En effet, il ressort des pages d’agenda de l’employeur pour les mois de juillet et d’août 2018 que la salariée était bien en congés à compter du 21 juillet, ce qui entraîne 7,5 heures à retirer et non seulement 5. En revanche, sur la page consacrée au mois d’août figurent 3 heures travaillées le 3 août, lesquelles ont d’ailleurs été rémunérées comme en atteste la fiche de paie.
Il convient donc de retenir le décompte précis établi par Mme [V], sauf à retirer 2,5 heures mentionnées alors qu’elle était en congés payés, soit une somme due de 4.284,74 euros bruts.
Mme [J] sera donc condamnée au paiement de cette somme à titre de rappel de salaire.
Par ailleurs, la salariée ne conteste pas avoir perçu 348,55 euros nets en cours de procédure (comprenant le paiement du 1er mai), somme qu’il conviendra de retrancher de la somme nette à verser à la salariée, la demande reconventionnelle de l’employeur étant certes nouvelle en cause d’appel mais visée dans les exceptions prévues à l’article 564 du code de procédure civile, à savoir présentée pour « opposer compensation ».
Sur le rappel d’indemnité de départ à la retraite
Il est établi que Mme [V] a perçu au mois d’août 2018 une somme de 114,68 euros à titre d’indemnité de départ à la retraite (qui figure sur la fiche de paie).
En application de la convention collective (article 11), le salarié doit percevoir une indemnité de départ à la retraite (1/2 mois) calculée sur la rémunération moyenne annuelle ou des trois derniers mois.
Compte tenu des développements qui précédent, du taux horaire brut et de la mensualisation, le salaire de Mme [V] doit être fixé à la somme de 459,94 euros (26 x 17,69 euros), soit une indemnité de retraite due de 229,97 euros et un reliquat de 115,97 euros, compte tenu de la somme déjà versée de 114 euros.

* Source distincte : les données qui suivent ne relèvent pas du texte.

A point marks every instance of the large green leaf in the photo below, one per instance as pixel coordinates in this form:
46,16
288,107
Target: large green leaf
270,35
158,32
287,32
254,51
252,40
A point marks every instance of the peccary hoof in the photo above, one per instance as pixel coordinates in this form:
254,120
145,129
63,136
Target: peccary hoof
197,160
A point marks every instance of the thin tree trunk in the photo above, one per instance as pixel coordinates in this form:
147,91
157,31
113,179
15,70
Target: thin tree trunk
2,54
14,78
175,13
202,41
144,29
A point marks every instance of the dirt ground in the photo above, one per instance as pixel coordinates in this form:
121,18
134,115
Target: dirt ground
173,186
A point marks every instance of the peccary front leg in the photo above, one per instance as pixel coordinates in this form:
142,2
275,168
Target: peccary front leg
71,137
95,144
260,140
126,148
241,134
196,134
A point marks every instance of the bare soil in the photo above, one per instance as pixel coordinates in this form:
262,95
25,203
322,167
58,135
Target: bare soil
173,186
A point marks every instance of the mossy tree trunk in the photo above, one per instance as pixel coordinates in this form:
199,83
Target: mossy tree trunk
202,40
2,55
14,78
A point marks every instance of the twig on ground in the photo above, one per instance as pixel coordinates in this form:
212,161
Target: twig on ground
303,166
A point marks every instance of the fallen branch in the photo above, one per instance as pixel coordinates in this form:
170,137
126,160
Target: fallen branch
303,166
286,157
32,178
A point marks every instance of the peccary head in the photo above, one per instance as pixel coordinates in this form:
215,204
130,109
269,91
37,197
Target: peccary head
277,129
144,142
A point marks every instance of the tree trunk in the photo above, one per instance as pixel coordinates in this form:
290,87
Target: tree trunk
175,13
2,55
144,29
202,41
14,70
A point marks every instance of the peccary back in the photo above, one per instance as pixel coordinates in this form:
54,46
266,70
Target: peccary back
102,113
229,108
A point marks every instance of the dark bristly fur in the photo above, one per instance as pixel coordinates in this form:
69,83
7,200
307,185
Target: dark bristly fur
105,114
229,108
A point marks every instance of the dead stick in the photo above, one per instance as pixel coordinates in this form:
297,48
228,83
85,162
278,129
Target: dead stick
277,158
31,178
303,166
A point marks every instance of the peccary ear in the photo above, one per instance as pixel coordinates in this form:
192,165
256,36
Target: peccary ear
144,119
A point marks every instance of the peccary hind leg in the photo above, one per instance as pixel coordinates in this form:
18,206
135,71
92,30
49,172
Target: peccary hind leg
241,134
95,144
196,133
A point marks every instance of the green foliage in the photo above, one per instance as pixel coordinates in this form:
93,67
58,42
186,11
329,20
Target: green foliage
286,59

Le jugement sera infirmé en ce sens.
Sur la demande de dommages-intérêts
Mme [V] fait valoir qu’elle a travaillé pour Mme [J] pendant près de 15 ans en ayant été privée d’une partie de sa rémunération par l’absence d’application des règles légales et conventionnelles.

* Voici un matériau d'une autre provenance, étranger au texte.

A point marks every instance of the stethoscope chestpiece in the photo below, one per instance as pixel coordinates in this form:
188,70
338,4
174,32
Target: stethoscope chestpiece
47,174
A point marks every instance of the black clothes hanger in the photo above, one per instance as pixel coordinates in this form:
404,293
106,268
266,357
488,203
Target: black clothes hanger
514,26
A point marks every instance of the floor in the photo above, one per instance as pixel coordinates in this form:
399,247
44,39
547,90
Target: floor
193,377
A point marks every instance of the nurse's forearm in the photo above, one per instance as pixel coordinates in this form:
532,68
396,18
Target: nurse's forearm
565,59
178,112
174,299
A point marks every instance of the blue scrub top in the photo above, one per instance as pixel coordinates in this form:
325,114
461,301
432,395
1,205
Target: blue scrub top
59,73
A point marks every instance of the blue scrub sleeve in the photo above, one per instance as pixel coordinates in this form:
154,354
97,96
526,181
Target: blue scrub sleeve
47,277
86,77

Outre le fait qu’une demande de dommages et intérêts ne peut être présentée pour pallier la prescription applicable au rappel de salaire, l’appelante ne justifie pas d’un préjudice distinct qui ne soit déjà réparé par l’allocation du rappel de salaire susvisé.
Le jugement sera confirmé en ce qu’il a rejeté cette demande.
Sur les demandes accessoires
Mme [J] qui succombe supportera les dépens de première instance et d’appel et devra participer aux frais irrépétibles engagés par Mme [V] à hauteur de 1.000 euros.
PAR CES MOTIFS
La COUR, statuant publiquement, par arrêt contradictoire,
INFIRME le jugement déféré, sauf en ce qu’il a rejeté la demande de dommages et intérêts ;
Statuant à nouveau et y ajoutant :
CONDAMNE Mme [Z] [J] à payer à Mme [F] [V] épouse [E] les sommes suivantes :
* 4.284,74 euros bruts à titre de rappel de salaire,
* 115,97 euros à titre de rappel d’indemnité de retraite,
* 1.000 euros au titre de l’article 700 du code de procédure civile,
DIT qu’il conviendra de retrancher de la créance nette de Mme [V] la somme de 348,55 euros nette d’ores et déjà perçue ;
CONDAMNE Mme [J] aux entiers dépens.